- Hill on the set of Four Feather Falls in 1960
- Born: 16 May 1914 Wandsworth, Surrey, England, UK
- Died: 31 October 1999 (aged 85) Surrey, England, UK
- Occupations: Television producer, film and television production designer
- Years active: 1950s–1988
- Employer: Lew Grade
- Organization: AP Films

= Reg Hill =

Reginald Eric Hill (16 May 1914 – 31 October 1999) was an English model-maker, art director, producer, and freelance storyboard artist. He is most prominently associated with the work of Gerry Anderson.

==Early life==
Born on 16 May 1914, Hill started his working life during the 1930s in the display department of a London wholesale grocer before progressing to a role of advertising designer. He obtained a private pilot's licence in June 1939.
Hill served in the Royal Air Force during the Second World War, spending time at Benson in Oxfordshire as an airframe fitter instructor.

==Post-war==
After returning to civilian life, Hill joined National Interest Picture Productions as a designer for British Army, RAF and other government-made films, working as a model maker and animator. He also used his artistic and design skills as a commercial artist creating paper cut-out model books (three-dimensional flight aircraft and other working models), jigsaw puzzles and greeting cards. He was also responsible for the gunfire featured in the film The Dam Busters (1955), and more.

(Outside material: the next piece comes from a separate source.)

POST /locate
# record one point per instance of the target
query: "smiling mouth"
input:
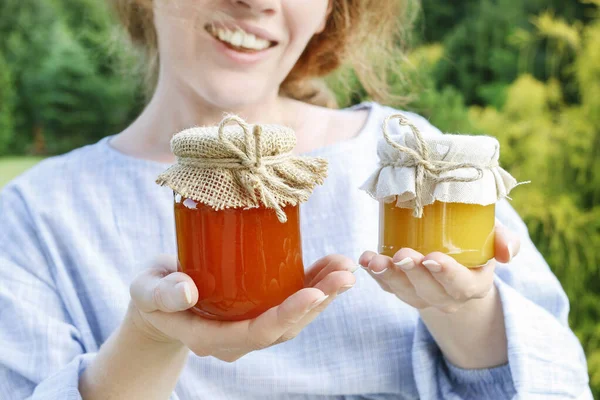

==Involvement with Gerry Anderson==
In 1954, while working as an artist at Pentagon Films, Hill met Gerry Anderson, who had just formed, in partnership with Arthur Provis, the production company Anderson-Provis (AP) Films. Hill became the company's production designer. Initially based in Taplow, the new company produced a range of adverts for TV, including the "Blue Cars" advert starring Nicholas Parsons. During quiet periods, Reg worked on a number of other projects, including the TV series The Adventures of Robin Hood (1957), made at Walton Studios.

AP Films was approached by Roberta Leigh to produce animated programmes for TV, a collaboration that resulted in The Adventures of Twizzle and Torchy the Battery Boy towards the end of the 1950s. Hill worked in all things artistic, from set and puppet design to special effects. The collaboration with Leigh ended, and the production of new programs commenced, with Four Feather Falls, a Western featuring the voice of Nicholas Parsons as Sheriff Tex Tucker. During these early years, Hill was also involved in producing Anderson's low-budget film, Crossroads to Crime (1960).

==Employed by Lew Grade==
In 1962, AP Films was bought by Associated Television director Lew Grade, and in 1966 was renamed "Century 21 Productions". Grade's purchase of AP Films was immediately followed by Supercar, for which Hill designed the characters, vehicles, and sets, and also wrote a number of episodes. This set the tone for future productions and Anderson's move into science-fiction adventure TV series.

A line of successful puppet and live-action TV series followed: Fireball XL5, Stingray, Thunderbirds, Captain Scarlet and the Mysterons, Joe 90, The Secret Service (which combined puppetry with live action), and UFO (produced mostly in live action). During this time, whilst taking on various roles as art director, producer and executive producer, Hill continued to be involved in series concepts and vehicle, character and set design.

Additionally, Hill contributed to the Thunderbirds films Thunderbirds Are Go (1966) and Thunderbird 6 (1968). He worked as a designer on Doppelgänger (1969), also known by the title Journey to the Far Side of the Sun.

In 1972, a new independent production company was formed named "Group 3 Productions" (named after its three founders: Gerry Anderson, Sylvia Anderson, and Hill), which developed and produced The Protectors and Space: 1999. The company later evolved into "Gerry Anderson Productions" in 1975 for the production of the second season of Space: 1999.

==Later years==
In 1977, following the completion of the second series of Space: 1999, Gerry Anderson Productions was dissolved. Hill entered semi-retirement, but continued to work as a storyboard artist on a range of films including Pink Floyd – The Wall, Sky Bandits, Outland, Octopussy, The Last Days of Pompeii, Supergirl, Superman and Superman II. He died in Surrey in 1999, aged 85.